American climate activist

Wanjiku "Wawa" Gatheru is an American climate justice activist. She is also a recipient of the coveted Rhodes Scholarship.

== Early life ==
Gatheru was born to Kenyan immigrants Mr and Mrs Gatheru from Mukurwe-ini Nyeri county and raised in the rural area of Pomfret, Connecticut, She became interested in climate activism at 15 and took classes in environmental science.

Gatheru attended the University of Connecticut. She received the Harry S. Truman, Rhodes, and Morris K. Udall and Stewart L. Udall Foundations scholarship in 2019. She graduated magna cum laude in 2020 with a BA in Environmental studies and a minor in Urban and Community Studies. She earned her Master's from the University of Oxford in nature, society and environmental governance.

== Activism ==
Gatheru sought to advocate for Black women and non-binary people through writing and public speaking.

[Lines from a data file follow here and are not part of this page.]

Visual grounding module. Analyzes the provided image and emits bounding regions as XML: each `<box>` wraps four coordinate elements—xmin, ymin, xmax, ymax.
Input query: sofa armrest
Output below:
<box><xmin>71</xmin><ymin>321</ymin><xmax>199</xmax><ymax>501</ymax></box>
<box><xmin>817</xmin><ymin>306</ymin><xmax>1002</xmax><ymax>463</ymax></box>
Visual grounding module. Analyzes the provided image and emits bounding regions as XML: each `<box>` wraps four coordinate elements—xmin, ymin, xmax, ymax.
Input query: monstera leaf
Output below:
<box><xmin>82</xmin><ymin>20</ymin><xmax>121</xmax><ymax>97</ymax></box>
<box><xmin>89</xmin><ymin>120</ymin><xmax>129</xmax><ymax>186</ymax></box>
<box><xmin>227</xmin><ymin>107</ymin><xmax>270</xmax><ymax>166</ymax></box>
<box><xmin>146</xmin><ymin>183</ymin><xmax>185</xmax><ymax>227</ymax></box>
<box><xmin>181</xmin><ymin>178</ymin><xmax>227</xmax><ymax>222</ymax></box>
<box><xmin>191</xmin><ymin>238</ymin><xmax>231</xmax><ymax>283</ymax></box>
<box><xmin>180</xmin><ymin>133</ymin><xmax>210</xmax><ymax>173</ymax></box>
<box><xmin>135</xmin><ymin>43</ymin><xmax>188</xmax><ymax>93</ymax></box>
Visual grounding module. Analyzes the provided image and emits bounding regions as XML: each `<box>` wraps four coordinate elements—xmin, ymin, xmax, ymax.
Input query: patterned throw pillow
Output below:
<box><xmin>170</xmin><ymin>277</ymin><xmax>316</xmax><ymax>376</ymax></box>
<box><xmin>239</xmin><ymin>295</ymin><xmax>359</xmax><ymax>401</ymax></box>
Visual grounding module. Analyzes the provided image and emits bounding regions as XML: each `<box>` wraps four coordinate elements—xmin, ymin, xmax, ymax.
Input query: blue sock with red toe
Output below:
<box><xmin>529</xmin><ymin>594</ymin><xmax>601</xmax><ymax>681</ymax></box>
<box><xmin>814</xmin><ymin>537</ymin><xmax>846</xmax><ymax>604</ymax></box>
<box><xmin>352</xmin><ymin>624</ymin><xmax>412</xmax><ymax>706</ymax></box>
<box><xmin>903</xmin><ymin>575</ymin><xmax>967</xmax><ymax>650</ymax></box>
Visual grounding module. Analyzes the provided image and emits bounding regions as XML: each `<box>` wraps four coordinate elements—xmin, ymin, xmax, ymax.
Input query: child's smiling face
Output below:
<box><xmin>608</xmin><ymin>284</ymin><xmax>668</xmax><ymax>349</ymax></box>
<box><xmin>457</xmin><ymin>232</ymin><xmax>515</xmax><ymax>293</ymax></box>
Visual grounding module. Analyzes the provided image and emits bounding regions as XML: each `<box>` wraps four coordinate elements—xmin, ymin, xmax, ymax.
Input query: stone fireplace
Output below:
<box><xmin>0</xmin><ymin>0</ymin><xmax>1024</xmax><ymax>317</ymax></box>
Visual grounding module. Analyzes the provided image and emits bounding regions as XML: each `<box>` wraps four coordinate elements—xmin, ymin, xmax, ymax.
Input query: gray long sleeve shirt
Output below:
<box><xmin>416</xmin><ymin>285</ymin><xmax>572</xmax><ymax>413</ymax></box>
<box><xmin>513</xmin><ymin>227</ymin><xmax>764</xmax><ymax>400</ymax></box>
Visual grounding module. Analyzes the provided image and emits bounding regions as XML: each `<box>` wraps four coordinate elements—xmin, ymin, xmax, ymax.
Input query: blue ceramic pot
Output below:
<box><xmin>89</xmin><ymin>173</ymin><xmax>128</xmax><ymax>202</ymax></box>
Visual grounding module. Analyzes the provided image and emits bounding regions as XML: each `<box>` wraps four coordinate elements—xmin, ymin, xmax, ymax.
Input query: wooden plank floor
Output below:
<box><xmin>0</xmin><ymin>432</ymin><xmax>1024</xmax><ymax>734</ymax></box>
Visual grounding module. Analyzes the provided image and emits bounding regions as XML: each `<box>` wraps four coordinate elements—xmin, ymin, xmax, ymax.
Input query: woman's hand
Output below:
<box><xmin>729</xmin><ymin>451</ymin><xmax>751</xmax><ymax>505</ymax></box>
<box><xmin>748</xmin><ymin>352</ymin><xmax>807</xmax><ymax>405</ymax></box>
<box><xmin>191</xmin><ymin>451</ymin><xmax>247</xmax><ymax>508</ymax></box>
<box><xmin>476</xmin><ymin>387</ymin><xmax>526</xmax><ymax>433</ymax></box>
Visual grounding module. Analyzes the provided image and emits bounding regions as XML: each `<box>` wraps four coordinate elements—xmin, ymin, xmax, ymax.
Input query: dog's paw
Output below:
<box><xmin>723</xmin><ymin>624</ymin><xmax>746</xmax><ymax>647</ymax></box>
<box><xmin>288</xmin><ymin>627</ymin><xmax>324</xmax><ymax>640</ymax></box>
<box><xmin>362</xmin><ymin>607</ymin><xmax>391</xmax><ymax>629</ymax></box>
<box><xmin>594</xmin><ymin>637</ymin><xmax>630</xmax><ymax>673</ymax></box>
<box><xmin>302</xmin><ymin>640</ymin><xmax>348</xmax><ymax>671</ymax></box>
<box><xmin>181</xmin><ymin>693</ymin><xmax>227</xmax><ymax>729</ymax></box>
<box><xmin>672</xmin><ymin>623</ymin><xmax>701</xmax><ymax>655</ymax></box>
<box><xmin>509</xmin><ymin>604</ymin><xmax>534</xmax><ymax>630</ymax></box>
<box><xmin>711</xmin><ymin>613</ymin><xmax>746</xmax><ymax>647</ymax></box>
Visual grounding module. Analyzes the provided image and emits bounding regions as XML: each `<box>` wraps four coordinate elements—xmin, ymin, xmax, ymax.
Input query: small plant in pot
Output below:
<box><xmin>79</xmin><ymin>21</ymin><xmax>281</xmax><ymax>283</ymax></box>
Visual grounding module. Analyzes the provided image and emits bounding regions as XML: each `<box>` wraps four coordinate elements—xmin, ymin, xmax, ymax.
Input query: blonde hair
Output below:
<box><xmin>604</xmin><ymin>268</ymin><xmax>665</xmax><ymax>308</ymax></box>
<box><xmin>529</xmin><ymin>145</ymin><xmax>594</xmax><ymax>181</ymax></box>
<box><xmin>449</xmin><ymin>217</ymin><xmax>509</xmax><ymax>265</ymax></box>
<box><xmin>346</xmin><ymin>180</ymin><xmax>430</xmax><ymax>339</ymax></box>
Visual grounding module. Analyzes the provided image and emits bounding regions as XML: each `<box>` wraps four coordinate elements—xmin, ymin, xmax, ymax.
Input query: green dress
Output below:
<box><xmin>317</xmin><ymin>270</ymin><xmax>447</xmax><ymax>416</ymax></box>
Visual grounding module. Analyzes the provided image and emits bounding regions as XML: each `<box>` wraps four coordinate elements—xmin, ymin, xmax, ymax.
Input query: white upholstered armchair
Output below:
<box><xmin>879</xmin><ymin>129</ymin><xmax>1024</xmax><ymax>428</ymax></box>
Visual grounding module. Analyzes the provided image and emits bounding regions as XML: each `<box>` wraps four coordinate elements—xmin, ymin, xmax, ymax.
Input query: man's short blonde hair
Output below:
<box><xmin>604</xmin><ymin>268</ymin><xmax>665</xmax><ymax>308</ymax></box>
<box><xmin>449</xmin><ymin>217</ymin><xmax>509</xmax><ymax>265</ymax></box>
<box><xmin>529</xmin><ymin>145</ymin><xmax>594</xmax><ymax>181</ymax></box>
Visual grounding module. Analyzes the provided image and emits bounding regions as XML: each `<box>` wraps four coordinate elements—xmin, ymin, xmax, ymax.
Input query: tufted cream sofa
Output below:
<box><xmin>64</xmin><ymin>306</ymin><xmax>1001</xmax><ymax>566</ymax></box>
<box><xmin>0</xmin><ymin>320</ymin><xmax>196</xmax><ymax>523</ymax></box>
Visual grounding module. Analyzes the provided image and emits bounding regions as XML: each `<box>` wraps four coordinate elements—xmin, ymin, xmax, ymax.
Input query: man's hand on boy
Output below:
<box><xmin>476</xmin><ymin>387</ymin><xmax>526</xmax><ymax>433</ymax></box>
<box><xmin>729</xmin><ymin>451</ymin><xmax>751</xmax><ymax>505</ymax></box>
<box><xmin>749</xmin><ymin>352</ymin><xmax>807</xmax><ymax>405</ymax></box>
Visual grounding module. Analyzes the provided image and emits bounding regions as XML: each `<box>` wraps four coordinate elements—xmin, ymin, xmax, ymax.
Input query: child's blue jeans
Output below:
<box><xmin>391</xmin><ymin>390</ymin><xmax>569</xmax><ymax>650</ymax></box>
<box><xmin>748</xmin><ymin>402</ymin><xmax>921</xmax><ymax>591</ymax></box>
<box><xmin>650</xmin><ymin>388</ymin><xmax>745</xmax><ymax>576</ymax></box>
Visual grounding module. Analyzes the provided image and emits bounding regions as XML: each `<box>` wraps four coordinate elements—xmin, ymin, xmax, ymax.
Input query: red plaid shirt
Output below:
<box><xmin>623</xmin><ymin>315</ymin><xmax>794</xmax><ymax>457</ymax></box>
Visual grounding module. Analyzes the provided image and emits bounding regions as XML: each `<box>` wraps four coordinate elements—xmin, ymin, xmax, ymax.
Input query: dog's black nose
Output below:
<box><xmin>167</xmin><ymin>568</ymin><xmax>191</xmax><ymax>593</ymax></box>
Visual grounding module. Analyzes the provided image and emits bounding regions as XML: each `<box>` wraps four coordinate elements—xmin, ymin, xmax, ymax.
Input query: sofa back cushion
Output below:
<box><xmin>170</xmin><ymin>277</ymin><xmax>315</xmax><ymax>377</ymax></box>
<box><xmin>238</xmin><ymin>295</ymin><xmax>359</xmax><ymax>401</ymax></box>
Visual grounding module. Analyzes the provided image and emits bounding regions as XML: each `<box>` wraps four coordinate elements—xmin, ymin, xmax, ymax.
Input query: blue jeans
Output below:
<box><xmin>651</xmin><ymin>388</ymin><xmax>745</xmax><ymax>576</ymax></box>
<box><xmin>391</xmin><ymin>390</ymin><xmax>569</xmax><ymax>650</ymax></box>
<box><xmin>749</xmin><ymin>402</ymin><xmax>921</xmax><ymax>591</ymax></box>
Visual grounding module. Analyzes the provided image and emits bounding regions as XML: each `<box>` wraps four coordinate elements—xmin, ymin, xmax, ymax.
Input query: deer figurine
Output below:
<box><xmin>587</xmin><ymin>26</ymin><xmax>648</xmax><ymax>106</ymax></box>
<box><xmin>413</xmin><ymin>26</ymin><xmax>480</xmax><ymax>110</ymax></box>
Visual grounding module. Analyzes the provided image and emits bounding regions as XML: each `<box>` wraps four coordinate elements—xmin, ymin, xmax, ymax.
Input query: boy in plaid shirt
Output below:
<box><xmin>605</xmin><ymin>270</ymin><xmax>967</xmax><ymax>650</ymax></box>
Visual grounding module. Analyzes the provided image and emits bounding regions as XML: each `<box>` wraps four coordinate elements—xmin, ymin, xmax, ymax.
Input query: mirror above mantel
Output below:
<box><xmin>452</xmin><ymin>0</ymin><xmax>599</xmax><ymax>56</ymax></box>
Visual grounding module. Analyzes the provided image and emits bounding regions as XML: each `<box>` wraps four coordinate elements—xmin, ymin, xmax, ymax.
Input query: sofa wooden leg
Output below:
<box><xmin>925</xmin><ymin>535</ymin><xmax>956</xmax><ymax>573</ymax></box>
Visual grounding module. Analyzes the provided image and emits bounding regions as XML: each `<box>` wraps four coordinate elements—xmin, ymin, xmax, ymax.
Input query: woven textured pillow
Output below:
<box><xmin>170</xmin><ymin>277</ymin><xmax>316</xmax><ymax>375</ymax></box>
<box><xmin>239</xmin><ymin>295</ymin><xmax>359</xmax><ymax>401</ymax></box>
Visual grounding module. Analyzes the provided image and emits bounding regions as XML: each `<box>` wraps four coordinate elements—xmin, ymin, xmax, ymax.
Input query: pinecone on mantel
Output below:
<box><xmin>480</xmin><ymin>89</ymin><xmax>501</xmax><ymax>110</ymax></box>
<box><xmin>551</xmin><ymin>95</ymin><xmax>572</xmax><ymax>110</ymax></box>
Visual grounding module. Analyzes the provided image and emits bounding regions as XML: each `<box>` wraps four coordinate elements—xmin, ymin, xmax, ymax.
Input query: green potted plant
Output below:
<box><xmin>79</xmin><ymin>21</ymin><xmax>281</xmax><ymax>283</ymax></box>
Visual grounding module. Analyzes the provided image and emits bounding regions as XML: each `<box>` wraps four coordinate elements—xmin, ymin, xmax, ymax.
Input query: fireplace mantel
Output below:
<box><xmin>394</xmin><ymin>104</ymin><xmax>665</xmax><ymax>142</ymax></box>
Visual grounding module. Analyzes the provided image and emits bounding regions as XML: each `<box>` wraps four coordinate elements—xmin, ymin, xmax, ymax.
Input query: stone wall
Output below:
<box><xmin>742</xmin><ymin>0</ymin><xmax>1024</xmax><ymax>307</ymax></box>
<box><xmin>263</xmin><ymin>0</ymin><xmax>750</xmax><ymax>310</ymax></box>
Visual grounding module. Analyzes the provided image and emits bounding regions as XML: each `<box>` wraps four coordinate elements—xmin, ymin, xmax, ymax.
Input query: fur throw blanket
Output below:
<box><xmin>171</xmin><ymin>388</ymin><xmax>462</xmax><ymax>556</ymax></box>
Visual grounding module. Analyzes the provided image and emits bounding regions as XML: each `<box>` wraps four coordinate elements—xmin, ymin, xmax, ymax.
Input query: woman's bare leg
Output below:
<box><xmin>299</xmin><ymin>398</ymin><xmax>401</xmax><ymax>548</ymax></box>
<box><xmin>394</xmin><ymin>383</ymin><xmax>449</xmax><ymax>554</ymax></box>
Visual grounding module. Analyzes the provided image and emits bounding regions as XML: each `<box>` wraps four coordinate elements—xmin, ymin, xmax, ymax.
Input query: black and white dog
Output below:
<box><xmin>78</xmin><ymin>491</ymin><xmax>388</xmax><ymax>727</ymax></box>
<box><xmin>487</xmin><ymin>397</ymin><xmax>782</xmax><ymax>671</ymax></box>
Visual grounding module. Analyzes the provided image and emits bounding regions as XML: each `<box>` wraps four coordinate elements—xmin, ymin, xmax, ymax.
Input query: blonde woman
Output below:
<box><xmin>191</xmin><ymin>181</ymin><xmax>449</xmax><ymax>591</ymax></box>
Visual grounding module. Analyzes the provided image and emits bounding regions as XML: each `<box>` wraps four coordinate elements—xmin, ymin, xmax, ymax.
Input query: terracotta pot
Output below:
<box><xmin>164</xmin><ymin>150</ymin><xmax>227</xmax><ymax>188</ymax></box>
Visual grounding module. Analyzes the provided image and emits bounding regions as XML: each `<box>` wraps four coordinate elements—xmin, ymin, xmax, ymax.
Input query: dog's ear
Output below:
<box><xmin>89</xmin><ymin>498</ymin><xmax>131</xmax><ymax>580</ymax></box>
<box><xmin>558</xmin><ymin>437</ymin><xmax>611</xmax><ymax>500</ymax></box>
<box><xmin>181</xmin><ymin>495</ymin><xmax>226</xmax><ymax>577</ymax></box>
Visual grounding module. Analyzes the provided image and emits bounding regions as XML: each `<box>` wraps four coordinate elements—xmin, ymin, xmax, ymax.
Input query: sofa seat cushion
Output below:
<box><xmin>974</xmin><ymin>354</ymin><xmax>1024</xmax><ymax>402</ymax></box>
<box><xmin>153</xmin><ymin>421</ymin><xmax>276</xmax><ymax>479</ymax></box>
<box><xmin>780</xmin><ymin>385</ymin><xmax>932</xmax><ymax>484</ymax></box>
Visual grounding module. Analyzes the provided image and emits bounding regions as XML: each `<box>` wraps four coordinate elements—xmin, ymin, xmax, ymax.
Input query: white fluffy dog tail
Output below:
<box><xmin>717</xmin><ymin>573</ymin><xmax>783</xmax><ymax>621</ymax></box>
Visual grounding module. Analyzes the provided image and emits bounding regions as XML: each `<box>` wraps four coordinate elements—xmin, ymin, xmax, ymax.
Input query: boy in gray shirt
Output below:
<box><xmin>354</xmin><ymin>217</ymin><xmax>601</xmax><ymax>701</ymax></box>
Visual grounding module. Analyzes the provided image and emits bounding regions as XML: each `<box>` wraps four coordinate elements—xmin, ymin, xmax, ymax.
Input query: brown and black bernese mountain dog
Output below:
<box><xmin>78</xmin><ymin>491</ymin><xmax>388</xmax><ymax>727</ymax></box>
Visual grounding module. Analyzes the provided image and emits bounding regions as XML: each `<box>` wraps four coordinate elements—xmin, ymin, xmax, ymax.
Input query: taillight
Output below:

In 2022, she hosted the black eco-feminist summit, which was featured in the British Vogue. She was the board chair at the Environmental Media Association

== Achievements ==
Gatheru was recognized as a Young Futurist by The Root in 2020, a Grist 50 FIXER, and Glamour College Woman of the Year. In 2021, she was Victoria's Secret PINK Purpose Project Winner.

In January 2023, she appeared on the cover of Vogue alongside Billie Eilish. I She was also named Climate Creator to Watch by Pique Action and the Harvard T.H. Chan School of Public Health, became a member of the first-ever National Environmental Youth Advisory Council at the U.S. Environmental Protection Agency, and won a Trailblazer Award at Verdical Group's annual Net Zero Conference.

In 2024, Gatheru was named in Forbes 30 Under 30 List under Social Impact.